The International Criminal Court (ICC) has demanded the release of four staff members detained by an armed Libyan group.
"The current situation in Libya is one of distrust between the authorities in Zintan and Tripoli. There's been a strong feeling among the Zintanis for some time that if Saif [al-Islam] was rendered to those that would hold him in custody in Tripoli, that he would be aided to escape."
- William Lawrence from the International Crisis Group
On Friday, the armed brigade that has been holding Saif al-Islam, Muammar Gaddafi's son, captured four ICC staff members who went to meet him, accusing them of trying to pass documents to him.
The incident highlights the problems posed by the existence of powerful local militias in Libya and calls into question the authority of the central government under the National Transitional Council (NTC) in the run-up to the general elections.
The ICC and Libyan authorities have been unable to agree on where al-Islam should be tried.
The ICC wants to try him for crimes against humanity. But Libya says he should be tried in his own country and has refused to hand him over to the ICC.
The interim government is also facing other problems. More than 250 people have been killed in tribal clashes in southeast Libya since February.
On Saturday, fresh clashes between Libyan soldiers and tribesmen erupted in the remote southeastern town of Kufra. Two people were killed and several were injured.

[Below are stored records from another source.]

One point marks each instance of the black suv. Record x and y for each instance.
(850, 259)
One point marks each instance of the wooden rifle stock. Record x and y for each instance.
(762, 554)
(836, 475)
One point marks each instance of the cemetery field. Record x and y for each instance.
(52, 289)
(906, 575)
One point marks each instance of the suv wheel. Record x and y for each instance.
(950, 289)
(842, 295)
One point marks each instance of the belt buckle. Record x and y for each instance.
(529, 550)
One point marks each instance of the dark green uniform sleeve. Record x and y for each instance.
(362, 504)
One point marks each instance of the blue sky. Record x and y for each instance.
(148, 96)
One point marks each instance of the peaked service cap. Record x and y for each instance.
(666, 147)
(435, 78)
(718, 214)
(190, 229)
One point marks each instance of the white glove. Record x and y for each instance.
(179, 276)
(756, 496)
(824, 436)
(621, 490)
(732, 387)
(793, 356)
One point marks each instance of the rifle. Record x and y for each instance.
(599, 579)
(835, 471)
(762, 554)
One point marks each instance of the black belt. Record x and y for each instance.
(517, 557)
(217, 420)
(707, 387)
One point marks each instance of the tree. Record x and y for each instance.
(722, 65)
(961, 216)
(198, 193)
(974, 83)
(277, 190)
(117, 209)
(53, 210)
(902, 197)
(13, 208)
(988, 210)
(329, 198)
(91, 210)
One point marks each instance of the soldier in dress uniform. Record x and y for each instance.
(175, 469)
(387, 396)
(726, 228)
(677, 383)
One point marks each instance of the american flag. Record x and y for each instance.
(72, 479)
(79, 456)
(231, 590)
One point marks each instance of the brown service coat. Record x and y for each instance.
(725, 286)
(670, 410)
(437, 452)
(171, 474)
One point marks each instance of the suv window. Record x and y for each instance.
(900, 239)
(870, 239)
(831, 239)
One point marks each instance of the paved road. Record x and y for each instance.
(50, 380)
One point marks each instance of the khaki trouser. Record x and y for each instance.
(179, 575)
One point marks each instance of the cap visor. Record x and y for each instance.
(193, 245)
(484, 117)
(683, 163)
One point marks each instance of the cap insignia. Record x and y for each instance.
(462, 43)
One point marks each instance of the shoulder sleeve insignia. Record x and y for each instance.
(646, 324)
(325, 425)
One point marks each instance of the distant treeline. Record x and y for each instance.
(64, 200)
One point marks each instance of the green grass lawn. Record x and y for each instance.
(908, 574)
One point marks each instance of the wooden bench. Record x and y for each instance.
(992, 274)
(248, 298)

"The NTC has the full power, the full authority, the full trust of the Libyan people."
- Waheed Burshan, an independent Libyan parliamentary candidate
Last Monday, an armed group - angered by the arrest of their commander - stormed Libya's main airport runway, forcing it to shut down for several hours.
And last month, one person was killed and several injured when armed men started shooting outside the Libyan prime minister's office.
Inside Story asks: Is the Libyan judiciary capable of guaranteeing a fair trial for Saif al-Islam or should he be handed over to the ICC? And are Libyans ready for their first elections in four decades?
Joining presenter Hazem Sika to discuss these issues are guests: Saad Djebbar, an international lawyer and political analyst; Waheed Burshan, an independent candidate in the Libyan parliamentary elections; William Lawrence, the North Africa project director for the International Crisis Group.
"The problem is some militias, opportunistic elements, which emerged after Gaddafi's downfall, they set up themselves in business and those are now the main source of trouble. Good news is the original armed groups are now dealing with these elements in a very responsible manner."